How to diagnose where the oil came from, when found inside supercharger rotors, impellers, intercooler.

Many times, a supercharger will arrive here for service, where the concern or diagnostic is that the supercharger is leaking oil inside the manifold. While this is a real situation that can occur, there are a few times the diagnostic is incorrect of where that oil came from. Below is a few simple steps, that you can take as a technician to narrow down the cause possibly being related to the supercharger.

Manifold with oil
Supercharger manifold with engine oil inside it
Industrial metal mold with oily residue.

Grab a piece of white copy paper. With your index finger, dip your finger in the manifold/intercooler oil contaminate and wipe across the copy paper. Take oil from the gear case side or self contained side of the supercharger. Use a plastic zip tie to reach inside the oil fill plug and pull some oil up with the zip tie. Smear it across the same piece of paper. Do the same with the engine oil.

If the supercharger oil appears to be a different tint, you have now eliminated the supercharger oil as the cause of the oil in the manifold.

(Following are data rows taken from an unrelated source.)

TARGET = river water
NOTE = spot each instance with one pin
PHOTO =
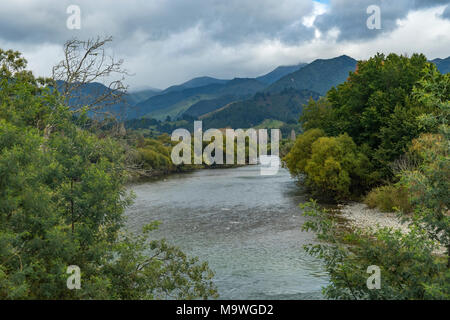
(247, 226)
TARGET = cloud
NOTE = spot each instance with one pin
(350, 17)
(164, 42)
(446, 13)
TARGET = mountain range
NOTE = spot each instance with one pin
(242, 102)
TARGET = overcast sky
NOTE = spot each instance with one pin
(165, 42)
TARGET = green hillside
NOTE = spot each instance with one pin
(284, 106)
(318, 76)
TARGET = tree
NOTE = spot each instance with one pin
(375, 107)
(333, 165)
(86, 62)
(62, 198)
(408, 266)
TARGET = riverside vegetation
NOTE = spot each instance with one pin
(62, 199)
(383, 132)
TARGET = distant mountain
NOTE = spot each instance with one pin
(319, 76)
(89, 94)
(284, 106)
(206, 106)
(278, 73)
(443, 65)
(194, 83)
(176, 102)
(141, 95)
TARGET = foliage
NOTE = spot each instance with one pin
(62, 199)
(333, 165)
(389, 198)
(375, 107)
(408, 267)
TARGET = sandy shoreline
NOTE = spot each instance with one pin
(361, 216)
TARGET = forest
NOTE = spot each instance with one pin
(381, 137)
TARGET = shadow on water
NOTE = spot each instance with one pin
(246, 226)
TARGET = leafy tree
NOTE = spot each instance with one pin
(62, 198)
(333, 165)
(375, 107)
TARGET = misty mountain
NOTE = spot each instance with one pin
(284, 106)
(319, 76)
(194, 83)
(278, 73)
(176, 102)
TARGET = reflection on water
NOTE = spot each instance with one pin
(245, 225)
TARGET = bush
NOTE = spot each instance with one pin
(388, 198)
(300, 153)
(336, 167)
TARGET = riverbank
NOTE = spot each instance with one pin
(360, 216)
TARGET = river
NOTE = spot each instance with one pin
(247, 226)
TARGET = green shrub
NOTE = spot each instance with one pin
(388, 198)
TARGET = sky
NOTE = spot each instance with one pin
(167, 42)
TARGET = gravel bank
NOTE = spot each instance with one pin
(362, 217)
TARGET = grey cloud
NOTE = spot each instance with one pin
(446, 13)
(350, 16)
(227, 22)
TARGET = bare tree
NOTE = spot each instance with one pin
(86, 62)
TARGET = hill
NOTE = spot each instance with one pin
(176, 102)
(278, 73)
(319, 76)
(442, 64)
(194, 83)
(285, 106)
(207, 106)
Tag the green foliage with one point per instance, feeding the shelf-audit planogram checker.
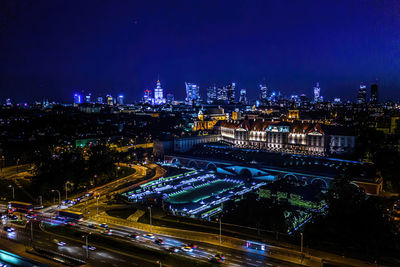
(53, 169)
(353, 222)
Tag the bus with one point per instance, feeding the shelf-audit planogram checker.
(19, 207)
(256, 245)
(67, 215)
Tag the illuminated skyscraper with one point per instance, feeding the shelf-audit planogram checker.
(120, 100)
(211, 94)
(374, 94)
(77, 99)
(88, 98)
(147, 99)
(263, 92)
(362, 94)
(317, 93)
(230, 92)
(109, 100)
(243, 97)
(192, 94)
(222, 93)
(159, 94)
(170, 98)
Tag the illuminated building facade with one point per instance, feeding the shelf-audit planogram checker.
(295, 137)
(374, 94)
(77, 99)
(159, 94)
(120, 100)
(362, 94)
(263, 93)
(211, 94)
(317, 93)
(192, 94)
(243, 97)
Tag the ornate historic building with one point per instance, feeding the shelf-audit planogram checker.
(297, 137)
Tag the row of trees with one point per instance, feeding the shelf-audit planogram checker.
(82, 168)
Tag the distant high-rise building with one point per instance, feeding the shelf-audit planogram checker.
(222, 94)
(230, 92)
(159, 94)
(77, 99)
(362, 94)
(88, 98)
(110, 100)
(243, 97)
(192, 94)
(374, 94)
(317, 93)
(170, 98)
(211, 94)
(120, 100)
(263, 92)
(147, 99)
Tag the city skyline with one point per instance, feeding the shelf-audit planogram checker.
(48, 56)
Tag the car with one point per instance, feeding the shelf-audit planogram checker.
(12, 217)
(149, 236)
(92, 226)
(89, 247)
(60, 243)
(159, 241)
(107, 231)
(31, 216)
(173, 249)
(218, 258)
(8, 229)
(187, 249)
(193, 246)
(133, 236)
(71, 223)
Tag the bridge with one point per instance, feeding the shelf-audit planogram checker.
(253, 170)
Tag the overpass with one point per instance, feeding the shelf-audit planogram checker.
(254, 170)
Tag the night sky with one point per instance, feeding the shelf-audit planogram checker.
(51, 49)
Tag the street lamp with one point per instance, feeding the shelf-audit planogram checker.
(17, 164)
(87, 244)
(98, 196)
(66, 189)
(59, 195)
(13, 191)
(301, 242)
(151, 226)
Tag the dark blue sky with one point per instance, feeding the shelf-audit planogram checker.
(53, 48)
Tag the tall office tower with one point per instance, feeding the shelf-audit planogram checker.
(374, 94)
(88, 98)
(170, 98)
(230, 92)
(109, 100)
(192, 94)
(317, 93)
(120, 100)
(159, 94)
(211, 94)
(243, 97)
(222, 93)
(147, 97)
(77, 99)
(263, 92)
(362, 94)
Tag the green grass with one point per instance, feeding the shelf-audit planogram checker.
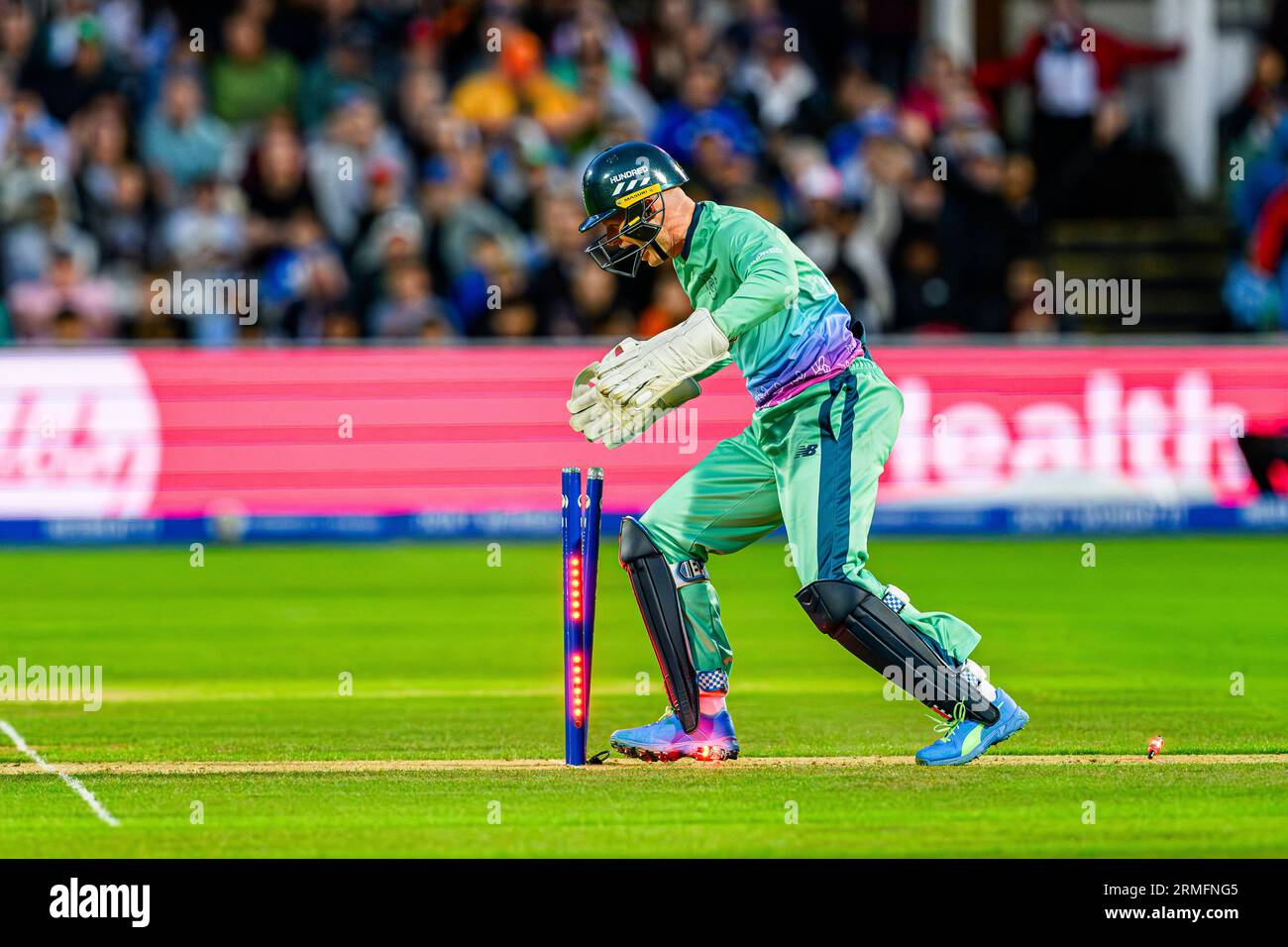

If the are similar to the supercharger oil, well, now you have more diagnostic work to do. You will now need to perform a dye test of the supercharger oil, to better access where the issue is.

Oil test

Now you know, why we use tinted indigo blue oil. It helps technicians determine where this oil is coming from.

If you are getting oil inside your manifold, intercooler, rotors, or impeller, and it is not the supercharger, there can be many external causes such as engine oil blow by, PCV issues, or even detonation. This is a topic we will cover more in another article.